In the previous example, we considered the prompt as natural language text given to the model to tell the model what to do, and that preceded the actual input. That is, the model input becomes<prompt><instance>, so for example< label the following a positive, negative, or middle:> <I like Ice Cream> ;. When we create a prompt ourselves, we call it a hard prompt. In soft prompt, the format of <prompt><instance> will be retained, but the prompt itself is not designed by ourselves, but through data educational. Specifically, hints are composed of parameters in a vector space, and these parameters can be tuned during training to obtain smaller losses and thus better answers. That is, after training, the prompt will be the sequence of characters that yields the best answer for the given data. However, the model parameters are not trained at all.

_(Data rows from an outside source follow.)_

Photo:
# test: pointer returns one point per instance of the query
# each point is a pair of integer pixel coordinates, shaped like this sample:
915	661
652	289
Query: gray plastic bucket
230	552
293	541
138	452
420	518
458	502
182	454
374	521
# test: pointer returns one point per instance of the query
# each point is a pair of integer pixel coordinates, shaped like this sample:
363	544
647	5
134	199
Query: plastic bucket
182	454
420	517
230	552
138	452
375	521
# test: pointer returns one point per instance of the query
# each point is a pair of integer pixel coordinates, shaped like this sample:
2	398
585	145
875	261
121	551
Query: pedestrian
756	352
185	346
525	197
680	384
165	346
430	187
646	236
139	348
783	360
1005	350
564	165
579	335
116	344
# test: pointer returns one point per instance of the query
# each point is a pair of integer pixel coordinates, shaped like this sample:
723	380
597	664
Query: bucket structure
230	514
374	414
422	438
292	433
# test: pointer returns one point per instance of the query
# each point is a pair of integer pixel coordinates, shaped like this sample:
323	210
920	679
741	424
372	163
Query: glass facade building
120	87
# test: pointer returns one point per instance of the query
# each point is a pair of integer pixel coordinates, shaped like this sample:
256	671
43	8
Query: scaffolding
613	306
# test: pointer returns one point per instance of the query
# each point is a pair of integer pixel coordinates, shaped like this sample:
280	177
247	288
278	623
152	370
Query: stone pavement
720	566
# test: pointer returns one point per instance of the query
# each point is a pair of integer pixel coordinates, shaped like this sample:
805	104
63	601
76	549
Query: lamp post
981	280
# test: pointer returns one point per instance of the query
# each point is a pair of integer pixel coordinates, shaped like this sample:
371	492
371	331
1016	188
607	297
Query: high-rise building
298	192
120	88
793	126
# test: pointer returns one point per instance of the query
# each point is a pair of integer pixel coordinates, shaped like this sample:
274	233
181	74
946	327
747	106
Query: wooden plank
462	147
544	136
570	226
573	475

One of the great things about cue tuning is that you can train multiple cues for different tasks but still use them with the same model. Just like in hard prompts, you can build a prompt for text summarization, a prompt for sentiment analysis, and a prompt for text classification, but all prompts use the same model that you can adapt for this purpose Three tips, but still using the same model. In contrast, if you use fine-tuning, you end up with three models, each serving only its specific task.

generalize

We just saw a variety of different training mechanisms, so let's give a brief summary at the end.

Pre-training the LLM means teaching it to predict the next token in a self-supervised manner.
Fine-tuning is adjusting the weights of the pre-trained LLM in the last layer and can be used to adapt the model to a specific context.
RLHF aims to adjust the model's behavior to match human expectations and requires additional labeling work.
Adapters allow for a more efficient way of fine-tuning due to the small layers added to the pre-trained LLM.
The hint itself is not considered training as it does not change the model's internal representation.
Hint tuning is a technique for adjusting weights that produces hints but does not affect the model weights themselves.

Of course, there are many more training mechanisms out there, and new ones are being invented every day. LL.M.s can do more than just predict text, and teaching them to do so requires a variety of skills and techniques, some of which I've just introduced to you.